May
06
Posted by Margot M on May 6th, 2026
Posted in: Communities of Interest
Tags: artificial intelligence, hospital librarians, hospital library advisory group
This is part of a series of blog posts from hospital librarians using AI in their work. This post was submitted by Carly Schanock, Clinical Research and Education Librarian at Harvey Cushing and John Hay Whitney Medical Library (CT).
Yale recently launched a year-long Consensus AI trial and is actively seeking user feedback. For the past few months, I’ve used Consensus to supplement the scholarly databases I rely on for clinical research and systematic reviews.
The user-friendly features include rephrasing the questions for additional searching, providing an evidence summary, and exploration of follow-up questions. The split-screen layout displays your question and evidence summary on the left, while the right side shows each result’s key takeaway, citation metrics, citation information, and flags for highly cited or rigorous journal articles.
From there, you can filter results by journal rank, minimum citation count, methodology, or field of study—including medicine, agriculture, chemistry, education, and sociology. Selecting the “Ask’ feature lets you dig deeper into individual papers with targeted follow-up questions.
You can also export results directly as a .RIS file for use with your preferred citation manager. I have built exporting from Consensus AI into the lesson plan of my monthly Zotero class.
Need help getting started? Consensus offers an excellent LibGuide for Academic Research.
I chose two different types of clinical questions: a structured evidence-based question and a qualitative question about clinician well-being. I chose OpenEvidence and UpToDate for comparison because OpenEvidence is another AI platform, and UpToDate is a clinical decision-support tool.
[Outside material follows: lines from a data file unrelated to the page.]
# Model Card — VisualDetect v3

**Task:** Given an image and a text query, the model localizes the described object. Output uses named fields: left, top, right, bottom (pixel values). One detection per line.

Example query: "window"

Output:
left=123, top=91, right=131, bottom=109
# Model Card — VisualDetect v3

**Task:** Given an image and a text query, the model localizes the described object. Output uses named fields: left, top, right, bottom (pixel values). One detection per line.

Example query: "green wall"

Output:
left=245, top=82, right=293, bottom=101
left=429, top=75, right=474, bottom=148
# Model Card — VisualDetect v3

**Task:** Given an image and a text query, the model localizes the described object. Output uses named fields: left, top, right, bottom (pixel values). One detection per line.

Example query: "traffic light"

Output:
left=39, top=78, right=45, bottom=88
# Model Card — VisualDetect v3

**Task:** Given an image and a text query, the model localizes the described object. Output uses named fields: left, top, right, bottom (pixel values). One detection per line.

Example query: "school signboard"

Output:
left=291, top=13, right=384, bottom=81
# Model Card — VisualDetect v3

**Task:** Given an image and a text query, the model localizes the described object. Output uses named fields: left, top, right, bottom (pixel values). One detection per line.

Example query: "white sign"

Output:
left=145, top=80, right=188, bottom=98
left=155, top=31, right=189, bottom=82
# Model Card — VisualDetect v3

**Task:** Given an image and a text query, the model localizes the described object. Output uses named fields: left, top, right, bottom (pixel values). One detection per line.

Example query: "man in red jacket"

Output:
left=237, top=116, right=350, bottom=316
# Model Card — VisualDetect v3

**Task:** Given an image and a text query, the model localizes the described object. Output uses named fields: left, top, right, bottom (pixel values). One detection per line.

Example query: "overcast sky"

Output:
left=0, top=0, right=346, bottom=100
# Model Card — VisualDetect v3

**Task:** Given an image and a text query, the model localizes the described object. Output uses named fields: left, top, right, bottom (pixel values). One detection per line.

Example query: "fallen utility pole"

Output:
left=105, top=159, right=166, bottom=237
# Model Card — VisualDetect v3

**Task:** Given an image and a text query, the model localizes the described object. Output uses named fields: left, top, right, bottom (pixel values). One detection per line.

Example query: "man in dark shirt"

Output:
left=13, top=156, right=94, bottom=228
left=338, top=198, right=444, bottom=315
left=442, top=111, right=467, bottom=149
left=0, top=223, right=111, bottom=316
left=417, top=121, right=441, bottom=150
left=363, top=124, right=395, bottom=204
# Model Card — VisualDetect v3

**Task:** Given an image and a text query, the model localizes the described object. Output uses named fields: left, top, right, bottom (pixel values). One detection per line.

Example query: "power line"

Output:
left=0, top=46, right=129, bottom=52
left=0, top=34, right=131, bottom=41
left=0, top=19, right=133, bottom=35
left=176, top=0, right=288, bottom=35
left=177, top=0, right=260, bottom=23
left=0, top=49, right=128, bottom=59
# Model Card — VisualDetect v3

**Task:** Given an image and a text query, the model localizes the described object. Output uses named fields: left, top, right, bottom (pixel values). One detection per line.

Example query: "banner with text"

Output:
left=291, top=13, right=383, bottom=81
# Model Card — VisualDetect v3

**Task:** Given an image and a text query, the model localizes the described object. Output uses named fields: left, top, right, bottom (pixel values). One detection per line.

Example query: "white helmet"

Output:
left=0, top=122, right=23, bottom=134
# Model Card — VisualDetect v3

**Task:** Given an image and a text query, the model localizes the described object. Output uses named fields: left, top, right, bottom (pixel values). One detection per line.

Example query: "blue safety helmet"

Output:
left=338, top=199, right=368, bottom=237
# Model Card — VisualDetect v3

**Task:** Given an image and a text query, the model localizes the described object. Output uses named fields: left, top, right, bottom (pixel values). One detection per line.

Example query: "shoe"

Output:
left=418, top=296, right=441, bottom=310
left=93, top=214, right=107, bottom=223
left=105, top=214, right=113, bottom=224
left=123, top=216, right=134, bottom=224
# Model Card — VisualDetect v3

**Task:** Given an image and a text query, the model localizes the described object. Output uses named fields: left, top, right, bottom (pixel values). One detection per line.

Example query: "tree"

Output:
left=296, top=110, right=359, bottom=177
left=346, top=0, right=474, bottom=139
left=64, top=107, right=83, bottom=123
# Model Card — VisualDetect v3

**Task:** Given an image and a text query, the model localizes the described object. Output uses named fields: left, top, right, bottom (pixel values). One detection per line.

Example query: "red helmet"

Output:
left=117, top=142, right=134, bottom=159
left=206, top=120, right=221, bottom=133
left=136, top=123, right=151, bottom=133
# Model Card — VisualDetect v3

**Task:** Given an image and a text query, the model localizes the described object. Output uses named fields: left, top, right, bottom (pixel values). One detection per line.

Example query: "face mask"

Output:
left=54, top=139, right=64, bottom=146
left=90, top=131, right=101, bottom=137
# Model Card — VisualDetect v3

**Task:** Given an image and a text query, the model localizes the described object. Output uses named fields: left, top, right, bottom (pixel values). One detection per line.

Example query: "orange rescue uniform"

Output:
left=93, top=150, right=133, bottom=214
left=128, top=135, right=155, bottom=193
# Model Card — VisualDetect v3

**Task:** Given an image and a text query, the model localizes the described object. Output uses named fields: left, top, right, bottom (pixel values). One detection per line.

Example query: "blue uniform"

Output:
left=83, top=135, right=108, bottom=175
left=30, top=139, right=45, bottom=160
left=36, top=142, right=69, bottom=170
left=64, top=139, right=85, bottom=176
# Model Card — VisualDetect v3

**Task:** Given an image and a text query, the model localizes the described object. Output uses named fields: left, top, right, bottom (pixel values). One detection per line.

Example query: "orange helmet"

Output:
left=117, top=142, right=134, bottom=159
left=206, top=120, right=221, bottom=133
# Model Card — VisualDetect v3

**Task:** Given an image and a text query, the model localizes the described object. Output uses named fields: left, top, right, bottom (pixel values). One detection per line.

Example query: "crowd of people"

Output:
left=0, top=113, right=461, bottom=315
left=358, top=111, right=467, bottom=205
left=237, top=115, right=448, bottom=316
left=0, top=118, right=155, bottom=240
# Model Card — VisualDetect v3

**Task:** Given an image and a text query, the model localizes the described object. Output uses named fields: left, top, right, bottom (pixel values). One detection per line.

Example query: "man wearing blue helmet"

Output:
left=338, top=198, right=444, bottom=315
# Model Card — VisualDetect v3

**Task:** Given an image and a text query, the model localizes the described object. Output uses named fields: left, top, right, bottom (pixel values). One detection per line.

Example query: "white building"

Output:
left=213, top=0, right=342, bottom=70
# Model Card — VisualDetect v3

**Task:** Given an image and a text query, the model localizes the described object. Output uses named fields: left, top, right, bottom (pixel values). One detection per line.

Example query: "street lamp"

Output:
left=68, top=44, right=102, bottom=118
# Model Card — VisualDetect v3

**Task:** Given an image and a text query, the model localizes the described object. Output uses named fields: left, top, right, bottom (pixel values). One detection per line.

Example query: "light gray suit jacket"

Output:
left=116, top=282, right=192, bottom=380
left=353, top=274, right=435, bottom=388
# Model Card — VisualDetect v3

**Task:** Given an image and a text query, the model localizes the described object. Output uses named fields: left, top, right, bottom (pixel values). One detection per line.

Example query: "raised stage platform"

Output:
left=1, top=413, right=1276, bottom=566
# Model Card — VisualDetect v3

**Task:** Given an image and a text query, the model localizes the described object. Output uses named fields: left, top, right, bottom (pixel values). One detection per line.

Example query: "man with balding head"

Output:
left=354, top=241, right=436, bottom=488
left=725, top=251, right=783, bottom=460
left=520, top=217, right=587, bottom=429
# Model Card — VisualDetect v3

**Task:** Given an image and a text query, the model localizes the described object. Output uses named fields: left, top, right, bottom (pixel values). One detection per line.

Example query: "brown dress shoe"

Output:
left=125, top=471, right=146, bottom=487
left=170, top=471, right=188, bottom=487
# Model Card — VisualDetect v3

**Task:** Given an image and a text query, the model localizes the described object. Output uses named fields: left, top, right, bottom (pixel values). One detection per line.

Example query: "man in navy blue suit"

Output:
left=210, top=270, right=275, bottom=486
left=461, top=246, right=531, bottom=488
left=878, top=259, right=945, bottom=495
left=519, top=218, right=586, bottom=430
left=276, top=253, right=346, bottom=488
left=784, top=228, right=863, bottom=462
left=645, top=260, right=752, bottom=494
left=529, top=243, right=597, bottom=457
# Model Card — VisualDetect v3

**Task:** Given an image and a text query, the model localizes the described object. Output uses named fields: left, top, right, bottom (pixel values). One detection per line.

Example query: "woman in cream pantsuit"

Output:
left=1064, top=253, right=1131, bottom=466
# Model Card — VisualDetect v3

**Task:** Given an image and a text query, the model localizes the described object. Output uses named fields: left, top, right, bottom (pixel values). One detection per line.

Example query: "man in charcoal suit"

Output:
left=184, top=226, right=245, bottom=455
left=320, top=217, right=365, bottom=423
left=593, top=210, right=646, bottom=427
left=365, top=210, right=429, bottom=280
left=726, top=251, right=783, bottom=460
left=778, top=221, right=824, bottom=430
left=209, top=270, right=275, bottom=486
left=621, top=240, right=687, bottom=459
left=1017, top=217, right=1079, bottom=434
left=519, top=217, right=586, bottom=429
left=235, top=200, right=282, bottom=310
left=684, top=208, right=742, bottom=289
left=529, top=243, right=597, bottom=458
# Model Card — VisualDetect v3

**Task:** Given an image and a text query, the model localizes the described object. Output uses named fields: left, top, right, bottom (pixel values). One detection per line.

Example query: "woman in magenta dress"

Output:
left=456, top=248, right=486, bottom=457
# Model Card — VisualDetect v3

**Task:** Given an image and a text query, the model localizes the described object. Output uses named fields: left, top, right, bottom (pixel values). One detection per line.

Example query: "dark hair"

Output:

OpenEvidence allows up to 3 free searches per month but providers with a NPI get unlimited searches. It does not save the prompts you already searched, so re-running them counts as a new search. UptoDate is a subscription only platform with no free options.
Many medical libraries provide unlimited access to UptoDate for its users. Consensus has a free tier for individuals that includes Basic Quick Search, Limited Pro Search, three Deep Searches per month, and 10 paper Snapshots per month.
Question 1: “In people with opioid addiction, does the use of Narcan help decrease overdose deaths in street medicine settings?”
Consensus translated my prompt into two targeted searches about naloxone use and community outreach programs for opioid overdose mortality. It provided a summary with in-text citations, including systematic reviews and meta-analyses. The response also includes a consensus bar based on a sample of papers from the results. The categories for the consensus bar are yes, possibly, mixed, and no. The answer to the prompt changes if you expand to “Deep” mode of 50 papers instead of 20, though the consensus of “yes” stays the same.
OpenEvidence delivered a detailed, narrative summary with eight citations, including guidelines, systematic reviews, and umbrella reviews. The response was divided into sections such as “individual level survival”, “population-level mortality”, “guidelines support”, and “practical considerations for street medicine”. It provides in-text citations and suggested follow-up questions, like Consensus.
UpToDate surfaced sections on opioid use disorder treatment overviews and overdose prevention. When I simplified my search to “Narcan street drug overdose,” it returned “prevention and management of side effects in patients receiving opioids for chronic pain” and “Clonidine and related imidazoline poisoning.”
Question 2: “How do you practice self-compassion while interacting with patients and their issues?”
Consensus translated my prompt into two searches: “self-compassion in clinical interactions with patients” and “practicing self-compassion for clinicians dealing with emotional labor, empathy, and patient-related stress.” Running in Pro mode, it examined 20 papers and delivered a detailed, cited summary.
OpenEvidence provided a summary but no citations, which is unusual based on past questions. When I followed up, it told me: “The previous question about self-compassion in clinical practice is a professional development and wellness topic rather than a clinical medical question. I did not search the medical literature…” However, it will offer to rerun the search in a way that provides a summary with citations.
UpToDate returned one loosely relevant topic on its result page: interactions with patients and families in palliative care.” The in-depth overview of this topic also includes graphics, and new updates go through a peer-review process, which are two things the other tools don’t do. It links to related topics throughout the overview.
Comparing challenging prompts across these tools is a valuable strategy when database results are minimal and a great way to build the knowledge needed to educate patrons.
AI Statement of Use: On April 24, 2026, I, Carly Schanock, used Claude Sonnet 4.6 via Yale’s Clarity platform to tighten up the language and reduce the usage of passive voice. Consensus AI, OpenEvidence, and UptoDate were used to answer prompts input on April 23, 2026.